The Central Information Commission (CIC) has slammed the Ministry of Electronics and Information Technology (MeitY) for having “no clue” about the origin of the government’s vaunted coronavirus tracing app, Aarogya Setu, and issued show cause notices to information officers in the ministry for their evasive replies to RTI requests on this issue.
The CIC has also asked the National Information Centre (NIC) – which falls under MeitY – to explain how the ministry has no information about the creation of the app, even though the Aarogya Setu website claims that the platform is designed, developed and hosted by the NIC, with content owned, updated and maintained by MyGov (also under MeitY).
WHY WAS THE INFORMATION COMMISSION LOOKING INTO THIS?
The CIC’s order and observations related to a complaint by RTI activist and independent journalist Saurav Das, who had filed several RTI requests regarding the Aarogya Setu app.
On 1 August, Das had sent queries to the CPIOs at MeitY, asking for details and documents on the creation of the Aarogya Setu app, including the origin of the proposal, how it was approved, which government departments were involved, and copies of communications with private persons involved in developing the app.
The information officers failed to provide answers to any of his queries, only informing him on 7 August that the RTI application had been forwarded to the CPIO of the National E-Governance Division (NeGD) of the ministry.
On 2 October, after nearly two months, the NeGD said they did not have any information relating to his queries.
Das therefore filed a request for an urgent hearing at the CIC, in view of the “immense public interest” in the matter, given the privacy implications of the app’s collection of personal data of millions of users.
MINISTRY REVEALS IT HAS NO INFORMATION ON CREATION OF THE APP
The CIC conducted a hearing on 22 October, where information officers from MeitY were present, who basically went on to admit that the ministry had no information with it about the creation of the app, which was at one pointed touted as a major innovation in India’s fight against COVID-19, with Prime Minister Narendra Modi urging citizens to install it on their phones in some of his addresses to the nation.
The CPIO from the NeGD failed to explain why it had taken them so long to just say they had no information.
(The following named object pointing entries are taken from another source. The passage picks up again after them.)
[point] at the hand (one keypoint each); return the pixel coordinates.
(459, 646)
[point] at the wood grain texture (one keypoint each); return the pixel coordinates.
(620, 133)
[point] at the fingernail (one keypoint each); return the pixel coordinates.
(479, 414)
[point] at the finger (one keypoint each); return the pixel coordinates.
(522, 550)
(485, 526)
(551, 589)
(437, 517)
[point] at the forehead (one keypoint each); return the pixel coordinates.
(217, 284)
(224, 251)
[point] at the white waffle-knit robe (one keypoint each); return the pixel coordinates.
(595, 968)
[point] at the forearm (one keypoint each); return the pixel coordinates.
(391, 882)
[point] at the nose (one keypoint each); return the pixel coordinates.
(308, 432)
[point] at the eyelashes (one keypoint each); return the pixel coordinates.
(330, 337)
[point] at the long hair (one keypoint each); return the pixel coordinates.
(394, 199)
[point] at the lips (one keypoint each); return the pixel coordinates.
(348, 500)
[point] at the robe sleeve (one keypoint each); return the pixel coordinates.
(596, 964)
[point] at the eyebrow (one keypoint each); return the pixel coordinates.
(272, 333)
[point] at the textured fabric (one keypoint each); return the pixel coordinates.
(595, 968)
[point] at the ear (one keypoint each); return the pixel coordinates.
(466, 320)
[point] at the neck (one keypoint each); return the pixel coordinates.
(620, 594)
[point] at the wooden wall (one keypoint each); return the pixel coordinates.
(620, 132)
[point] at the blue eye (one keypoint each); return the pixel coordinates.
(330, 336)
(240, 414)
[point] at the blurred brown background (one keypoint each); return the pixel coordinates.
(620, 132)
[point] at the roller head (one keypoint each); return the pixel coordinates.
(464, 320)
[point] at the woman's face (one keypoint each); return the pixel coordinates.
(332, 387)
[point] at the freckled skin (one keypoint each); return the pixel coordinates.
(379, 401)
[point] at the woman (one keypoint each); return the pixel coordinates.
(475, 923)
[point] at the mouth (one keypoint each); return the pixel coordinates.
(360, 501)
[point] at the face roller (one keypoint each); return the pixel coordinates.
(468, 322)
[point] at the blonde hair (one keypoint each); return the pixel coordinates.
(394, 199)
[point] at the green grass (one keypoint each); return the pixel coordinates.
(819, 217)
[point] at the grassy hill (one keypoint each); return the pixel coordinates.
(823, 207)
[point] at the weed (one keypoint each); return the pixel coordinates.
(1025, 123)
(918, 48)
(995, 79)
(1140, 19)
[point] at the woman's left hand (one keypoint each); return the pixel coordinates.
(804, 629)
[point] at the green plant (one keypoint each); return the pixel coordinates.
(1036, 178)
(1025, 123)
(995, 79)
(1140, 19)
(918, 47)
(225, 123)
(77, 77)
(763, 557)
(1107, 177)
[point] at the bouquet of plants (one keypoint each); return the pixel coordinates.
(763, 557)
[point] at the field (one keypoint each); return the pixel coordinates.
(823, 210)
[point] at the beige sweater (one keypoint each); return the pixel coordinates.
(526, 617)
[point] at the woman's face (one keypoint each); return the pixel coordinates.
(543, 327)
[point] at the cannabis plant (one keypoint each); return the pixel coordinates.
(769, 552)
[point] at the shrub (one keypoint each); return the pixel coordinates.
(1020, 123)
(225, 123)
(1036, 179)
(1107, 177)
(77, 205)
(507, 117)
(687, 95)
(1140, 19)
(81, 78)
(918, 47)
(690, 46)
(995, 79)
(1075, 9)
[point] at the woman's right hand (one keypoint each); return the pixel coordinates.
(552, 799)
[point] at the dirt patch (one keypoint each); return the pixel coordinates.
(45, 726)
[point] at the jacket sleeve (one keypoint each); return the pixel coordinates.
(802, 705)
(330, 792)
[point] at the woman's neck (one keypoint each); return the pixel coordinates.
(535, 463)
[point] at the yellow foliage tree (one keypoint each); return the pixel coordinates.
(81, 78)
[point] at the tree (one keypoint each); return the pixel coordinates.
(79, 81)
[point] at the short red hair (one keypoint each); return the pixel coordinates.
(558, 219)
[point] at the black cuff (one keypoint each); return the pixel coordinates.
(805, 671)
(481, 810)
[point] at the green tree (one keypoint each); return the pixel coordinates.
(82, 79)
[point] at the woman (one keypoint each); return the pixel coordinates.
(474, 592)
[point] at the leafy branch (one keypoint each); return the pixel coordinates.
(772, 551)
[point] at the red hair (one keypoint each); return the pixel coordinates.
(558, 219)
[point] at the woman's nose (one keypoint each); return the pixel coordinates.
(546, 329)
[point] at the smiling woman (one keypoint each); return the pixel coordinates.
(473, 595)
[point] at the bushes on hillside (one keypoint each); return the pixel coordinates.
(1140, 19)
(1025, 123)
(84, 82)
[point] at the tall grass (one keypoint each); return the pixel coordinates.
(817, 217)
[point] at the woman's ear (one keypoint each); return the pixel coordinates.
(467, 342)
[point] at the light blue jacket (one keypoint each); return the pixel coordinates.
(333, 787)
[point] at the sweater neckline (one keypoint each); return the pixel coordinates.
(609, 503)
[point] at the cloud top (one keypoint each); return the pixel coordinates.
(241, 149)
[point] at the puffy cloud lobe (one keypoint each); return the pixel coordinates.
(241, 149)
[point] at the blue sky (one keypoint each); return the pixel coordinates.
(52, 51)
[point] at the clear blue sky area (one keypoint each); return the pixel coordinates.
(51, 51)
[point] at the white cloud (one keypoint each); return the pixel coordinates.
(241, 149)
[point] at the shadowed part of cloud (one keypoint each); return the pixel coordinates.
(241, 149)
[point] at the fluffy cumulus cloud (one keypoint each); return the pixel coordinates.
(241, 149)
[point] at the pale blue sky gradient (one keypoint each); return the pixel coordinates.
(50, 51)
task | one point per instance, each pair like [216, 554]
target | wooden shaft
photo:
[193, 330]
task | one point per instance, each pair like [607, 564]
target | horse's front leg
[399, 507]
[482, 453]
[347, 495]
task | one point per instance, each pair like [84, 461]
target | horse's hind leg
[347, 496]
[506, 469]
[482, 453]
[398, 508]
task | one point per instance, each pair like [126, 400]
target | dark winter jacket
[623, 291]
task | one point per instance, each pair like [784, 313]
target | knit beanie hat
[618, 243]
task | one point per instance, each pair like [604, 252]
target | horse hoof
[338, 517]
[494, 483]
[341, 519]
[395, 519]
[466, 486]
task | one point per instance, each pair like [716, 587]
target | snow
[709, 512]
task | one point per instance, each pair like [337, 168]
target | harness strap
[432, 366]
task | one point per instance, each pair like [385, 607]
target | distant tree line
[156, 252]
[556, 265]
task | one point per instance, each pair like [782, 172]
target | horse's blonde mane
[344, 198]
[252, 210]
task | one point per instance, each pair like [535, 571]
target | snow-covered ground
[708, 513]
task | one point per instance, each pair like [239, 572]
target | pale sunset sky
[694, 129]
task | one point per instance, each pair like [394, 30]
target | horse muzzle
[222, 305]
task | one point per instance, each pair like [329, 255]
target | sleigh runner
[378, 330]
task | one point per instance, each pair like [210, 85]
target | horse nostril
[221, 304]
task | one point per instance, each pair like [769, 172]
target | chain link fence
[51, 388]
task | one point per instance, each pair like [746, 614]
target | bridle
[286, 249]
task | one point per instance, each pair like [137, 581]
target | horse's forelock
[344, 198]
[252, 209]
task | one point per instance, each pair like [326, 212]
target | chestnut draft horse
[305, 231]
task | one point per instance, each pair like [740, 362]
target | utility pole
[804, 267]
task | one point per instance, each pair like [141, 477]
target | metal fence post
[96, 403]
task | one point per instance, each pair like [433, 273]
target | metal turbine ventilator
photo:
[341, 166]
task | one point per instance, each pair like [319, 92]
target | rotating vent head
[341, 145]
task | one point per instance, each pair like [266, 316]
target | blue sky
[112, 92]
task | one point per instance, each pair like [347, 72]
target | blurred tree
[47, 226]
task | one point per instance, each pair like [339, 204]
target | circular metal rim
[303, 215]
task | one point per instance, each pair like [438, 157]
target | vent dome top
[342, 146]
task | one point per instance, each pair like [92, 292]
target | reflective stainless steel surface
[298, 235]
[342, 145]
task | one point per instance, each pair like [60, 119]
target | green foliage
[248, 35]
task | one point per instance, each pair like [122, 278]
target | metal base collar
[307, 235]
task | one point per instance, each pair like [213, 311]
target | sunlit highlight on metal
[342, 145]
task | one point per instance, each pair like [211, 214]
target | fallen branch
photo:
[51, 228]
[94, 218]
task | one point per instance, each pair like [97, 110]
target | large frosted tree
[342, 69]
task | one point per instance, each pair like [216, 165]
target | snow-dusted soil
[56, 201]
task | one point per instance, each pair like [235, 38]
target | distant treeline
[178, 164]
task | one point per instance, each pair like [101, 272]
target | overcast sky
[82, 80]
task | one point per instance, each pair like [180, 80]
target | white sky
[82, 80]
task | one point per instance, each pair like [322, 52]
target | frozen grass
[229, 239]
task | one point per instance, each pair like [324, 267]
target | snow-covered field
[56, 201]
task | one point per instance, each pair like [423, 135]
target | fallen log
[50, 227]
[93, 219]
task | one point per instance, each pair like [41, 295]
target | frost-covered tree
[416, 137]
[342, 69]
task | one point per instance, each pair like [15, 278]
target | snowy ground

The CPIO of the ministry was asked where the information relating to the creation of the app could be accessed, however:
This failure to have any information on the app was considered by the CIC to be “extremely preposterous”, given the fact that the ministry claims to have been involved in its design and creation.
The CIC also acknowledged that the responses from the CPIOs and from the NIC on related queries had been evasive and that Das was right to point out that there was a concern about breach of privacy, given the use of the app by masses at large.
It then concluded that “the denial of information by all the concerned authorities cannot be accepted at all” and issued an interim order for the show-cause notices to the ministry’s information officers.
They will need to explain why penalties under Section 20 of the RTI Act should not be imposed on them “for prima facie obstruction of information and providing an evasive reply.”
MeitY put out a press release on Wednesday, 28 October in response to news reports about the CIC order and the comments therein. While it says that it is taking necessary steps to comply with the CIC order, it also states that “there should be no doubt with regard to the Aarogya Setu App and its role in helping contain COVID19 Pandemic in India.”
The press release notes that in the press releases and social media posts on 2 April whereby the app was launched, it was clarified that this was a public private partnership, and at all points since then as well, “it has been clearly mentioned that the Aarogya Setu App has been developed by NIC in collaboration with volunteers from Industry and Academia.”
It also states that the list of those involved with the app can be found on Github, where the source code was supposed to have been uploaded:
Interestingly, in response to a separate RTI application filed by RTI activist Aniket Gaurav, which asked for the “Name of the person or group of persons who developed AarogyaSetu”, the NIC answered on 5 August that the list could be found at that same address on Github. The Quint has seen a copy of the response from the NIC’s CPIO, Swarup Dutta, which includes this response.
It is strange, therefore, that the CPIOs from the ministry, including Dutta, were unable to provide this response to Das’ RTI or to the CIC during hearings. The only difference is that Das had asked for more details in addition to this, including the origin of the proposal, the approvals granted and so on.